The enormous surge of rapturous applause Griogair received after delivering a rap in Gaelic at a festival on Eigg gave him the biggest confidence boost he’s ever had.
“They are so interested, the young (and the not so young). Maybe Allan and I don’t need to feel so alienated any more. Around the country people who didn’t understand what we were on about, now do. There is a political and historical surge, you can feel it. There is the potential for us to believe once again in our culture. A bloodless revolution, whether it is political, musical or spiritual — it’s all tied in together. I don’t care what my critics say because I am now part of a bigger idea.”
When our ideas become a groundswell, and they become bigger than we ever thought possible, the anger leaves us and we become the hand that passes on the flame to a new generation.
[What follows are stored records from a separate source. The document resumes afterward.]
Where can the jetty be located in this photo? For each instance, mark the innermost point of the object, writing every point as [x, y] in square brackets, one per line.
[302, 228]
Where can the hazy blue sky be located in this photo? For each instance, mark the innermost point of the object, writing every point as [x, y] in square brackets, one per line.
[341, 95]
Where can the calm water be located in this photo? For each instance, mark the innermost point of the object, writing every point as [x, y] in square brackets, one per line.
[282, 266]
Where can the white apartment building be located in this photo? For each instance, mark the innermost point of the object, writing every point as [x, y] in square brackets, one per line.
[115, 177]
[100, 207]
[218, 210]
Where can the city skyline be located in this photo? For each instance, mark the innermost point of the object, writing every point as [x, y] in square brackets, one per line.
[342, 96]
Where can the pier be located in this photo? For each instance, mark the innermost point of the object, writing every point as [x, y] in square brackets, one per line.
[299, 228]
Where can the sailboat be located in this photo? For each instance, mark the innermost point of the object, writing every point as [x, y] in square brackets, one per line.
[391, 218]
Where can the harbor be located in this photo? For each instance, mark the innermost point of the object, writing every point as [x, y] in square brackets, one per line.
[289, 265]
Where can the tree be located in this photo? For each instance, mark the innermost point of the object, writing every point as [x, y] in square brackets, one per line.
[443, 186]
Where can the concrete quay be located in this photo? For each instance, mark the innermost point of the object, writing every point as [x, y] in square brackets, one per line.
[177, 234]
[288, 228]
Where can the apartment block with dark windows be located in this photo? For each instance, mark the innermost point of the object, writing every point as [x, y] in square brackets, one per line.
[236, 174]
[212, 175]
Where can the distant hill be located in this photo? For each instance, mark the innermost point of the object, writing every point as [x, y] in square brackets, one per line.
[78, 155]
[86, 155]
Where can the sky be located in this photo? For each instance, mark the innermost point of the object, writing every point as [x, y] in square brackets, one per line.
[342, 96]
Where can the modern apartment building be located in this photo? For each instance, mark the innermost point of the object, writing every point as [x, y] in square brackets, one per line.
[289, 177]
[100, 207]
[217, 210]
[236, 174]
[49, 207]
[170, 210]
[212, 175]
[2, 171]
Griogair Labruidh is a musician, a poet and a scholar; a keeper of the flame, and a Gàidhealtachd Warrior — and a righteous warrior, at that.
Post Script, 1 November 2014: This interview went to print just as the referendum on Scottish Independence was concluded. If this was a movie, the ‘Yes’ campaign would have triumphed, the rapture of the Gàidhealtachd Warrior would have been tied to the closing credits, a clear sky, a new dawn; the wind calling from history to the future of Scotland, “Now is your time… Be Bold. Be Brave. You have triumphed!”
It was not to be.
I spoke to Griogair, and others, as the news sunk in. I expected that there would be tears and for many, there were. What I did find though, more than tears, was ‘Resolve’; a resolve that is present in many who have yet to taste triumph, but know that it is only the beginning.
It was then that the vibrant words of Griogair’s Rap performed on Eigg, that tiny isle of the Inner Hebrides, came back to me.
I hear beat rhyme and see persistence, resistance
For the distance, verbal hooks like Sonny Liston;
Repressed nations, delegations
The Insistin' of a listenin'.
From the simply materialistic; to the mystic,
Duality in actuality becomes reality.
Moments come… moments stay…
And Beinn Gulbeinn is but a glance away.